Summer Bash busker showcase showcases Regina cultures at Southland Mall


Regina is proud of its multicultural mosaic of people. An event in Regina featured buskers from all walks of life on Saturday at the Southland Mall.

Salsa dancing, folk music, Métis art, magic and more showcased the many cultures the Queen City has to offer.

“We have a great community,” said salsa dancer Jiliany Qureshi. “We are very proud of who we are and where we come from. Our music and our dance are an integral part of our culture.

Qureshi moved to Canada from El Salvador in 1991. She said the people of Regina made her feel very welcome.

“All I felt was the welcoming warmth and curiosity of the people of Regina,” she said.

“I am very grateful to them.”

Phyllis Poitres-Jarret is an artist specializing in Métis beadwork. She taught a class that introduced native-style art to people of all ages.

Poitres-Jarret said showcasing all cultures is a way to better connect with people from different backgrounds.

“It’s important to showcase all the different nationalities and cultures and the different techniques that we use in our art,” she explained.

“We all have different ways of expressing ourselves within our cultures. My art is very different from South Asian art.

Singers filled the mall courts with all kinds of different music. From folk to country and everything in between.

Alex Flett is a one-man-band.

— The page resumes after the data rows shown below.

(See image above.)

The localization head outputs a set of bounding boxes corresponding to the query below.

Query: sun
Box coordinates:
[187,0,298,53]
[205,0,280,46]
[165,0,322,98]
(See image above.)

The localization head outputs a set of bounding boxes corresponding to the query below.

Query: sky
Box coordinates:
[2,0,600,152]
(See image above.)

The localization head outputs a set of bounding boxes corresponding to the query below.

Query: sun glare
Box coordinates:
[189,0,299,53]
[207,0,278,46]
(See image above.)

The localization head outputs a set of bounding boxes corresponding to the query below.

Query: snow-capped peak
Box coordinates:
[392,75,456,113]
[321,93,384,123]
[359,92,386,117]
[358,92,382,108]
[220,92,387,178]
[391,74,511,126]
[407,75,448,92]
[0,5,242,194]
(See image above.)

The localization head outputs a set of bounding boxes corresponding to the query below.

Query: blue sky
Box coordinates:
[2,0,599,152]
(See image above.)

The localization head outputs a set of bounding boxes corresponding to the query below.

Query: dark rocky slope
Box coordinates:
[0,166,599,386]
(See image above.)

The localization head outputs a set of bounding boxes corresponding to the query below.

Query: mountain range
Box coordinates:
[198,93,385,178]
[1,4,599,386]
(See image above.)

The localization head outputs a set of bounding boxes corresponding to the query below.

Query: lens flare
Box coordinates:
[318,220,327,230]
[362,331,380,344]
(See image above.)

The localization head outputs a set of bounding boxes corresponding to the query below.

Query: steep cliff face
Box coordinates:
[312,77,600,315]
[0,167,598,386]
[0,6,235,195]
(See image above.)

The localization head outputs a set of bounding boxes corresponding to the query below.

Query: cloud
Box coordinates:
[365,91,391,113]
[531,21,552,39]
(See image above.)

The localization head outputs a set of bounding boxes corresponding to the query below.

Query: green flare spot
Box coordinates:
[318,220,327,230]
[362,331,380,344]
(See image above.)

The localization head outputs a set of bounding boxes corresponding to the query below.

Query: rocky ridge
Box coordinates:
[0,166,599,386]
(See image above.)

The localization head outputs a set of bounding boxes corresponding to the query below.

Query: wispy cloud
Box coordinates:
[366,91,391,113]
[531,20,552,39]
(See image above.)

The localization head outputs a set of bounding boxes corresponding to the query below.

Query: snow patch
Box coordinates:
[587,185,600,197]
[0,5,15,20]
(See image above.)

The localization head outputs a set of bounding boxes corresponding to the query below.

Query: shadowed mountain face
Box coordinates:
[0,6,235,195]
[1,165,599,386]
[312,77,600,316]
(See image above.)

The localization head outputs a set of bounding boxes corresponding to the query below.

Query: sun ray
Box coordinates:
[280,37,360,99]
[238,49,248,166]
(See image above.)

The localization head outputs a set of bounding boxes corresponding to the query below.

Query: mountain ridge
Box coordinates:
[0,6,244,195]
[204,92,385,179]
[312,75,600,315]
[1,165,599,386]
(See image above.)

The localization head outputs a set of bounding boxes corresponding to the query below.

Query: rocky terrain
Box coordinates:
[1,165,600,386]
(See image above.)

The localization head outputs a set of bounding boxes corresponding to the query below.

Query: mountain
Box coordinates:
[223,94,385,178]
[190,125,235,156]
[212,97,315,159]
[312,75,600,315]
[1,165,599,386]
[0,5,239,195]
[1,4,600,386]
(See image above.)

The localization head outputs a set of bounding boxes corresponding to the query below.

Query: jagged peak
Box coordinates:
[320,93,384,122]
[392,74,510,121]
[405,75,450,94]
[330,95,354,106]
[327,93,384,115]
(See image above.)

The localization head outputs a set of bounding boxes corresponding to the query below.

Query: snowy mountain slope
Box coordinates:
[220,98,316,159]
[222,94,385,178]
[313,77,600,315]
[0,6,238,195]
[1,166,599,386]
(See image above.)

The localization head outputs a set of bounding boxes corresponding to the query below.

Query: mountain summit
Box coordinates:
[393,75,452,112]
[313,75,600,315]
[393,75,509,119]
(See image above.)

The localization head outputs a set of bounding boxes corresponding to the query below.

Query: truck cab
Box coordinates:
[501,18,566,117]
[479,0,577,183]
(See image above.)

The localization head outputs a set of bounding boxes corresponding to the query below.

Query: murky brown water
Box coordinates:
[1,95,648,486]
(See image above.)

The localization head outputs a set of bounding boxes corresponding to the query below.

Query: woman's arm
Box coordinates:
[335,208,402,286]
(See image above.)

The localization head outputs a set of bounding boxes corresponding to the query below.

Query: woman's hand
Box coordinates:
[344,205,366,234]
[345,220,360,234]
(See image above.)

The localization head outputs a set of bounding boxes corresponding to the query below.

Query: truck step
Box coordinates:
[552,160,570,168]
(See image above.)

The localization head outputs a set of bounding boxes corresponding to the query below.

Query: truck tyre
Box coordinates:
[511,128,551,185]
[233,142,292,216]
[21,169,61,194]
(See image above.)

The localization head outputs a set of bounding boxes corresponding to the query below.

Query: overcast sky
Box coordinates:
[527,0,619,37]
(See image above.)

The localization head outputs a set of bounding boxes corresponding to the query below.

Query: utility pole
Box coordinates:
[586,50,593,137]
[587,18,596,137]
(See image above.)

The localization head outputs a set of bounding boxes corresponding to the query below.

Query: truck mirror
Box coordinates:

He said being part of a diverse community makes it easier to appreciate everyone’s differences.

“It feels good to be part of a community where we embrace diversity,” he said. “It allows us to be in our own uniqueness.”

“If you go to the same clubs or sports that you’re still apart of, or if your kids are involved in the same activities, you don’t really see the true diversity beneath our city’s roots,” organizer Adam Hicks said.

“We can’t tell their stories better than they can.”

One visual Hicks used to show Regina’s unique makeup is a map, which anyone could contribute to by pinning what city, state or country they’re from.

“Last year, this thing was packed,” he said. “It’s a cool way to see that we come from all over.”

Hicks encouraged more Queen City residents to come to the event and show their roots by pinning the map.

Buskers will return to the Southland Mall on October 29 and 30.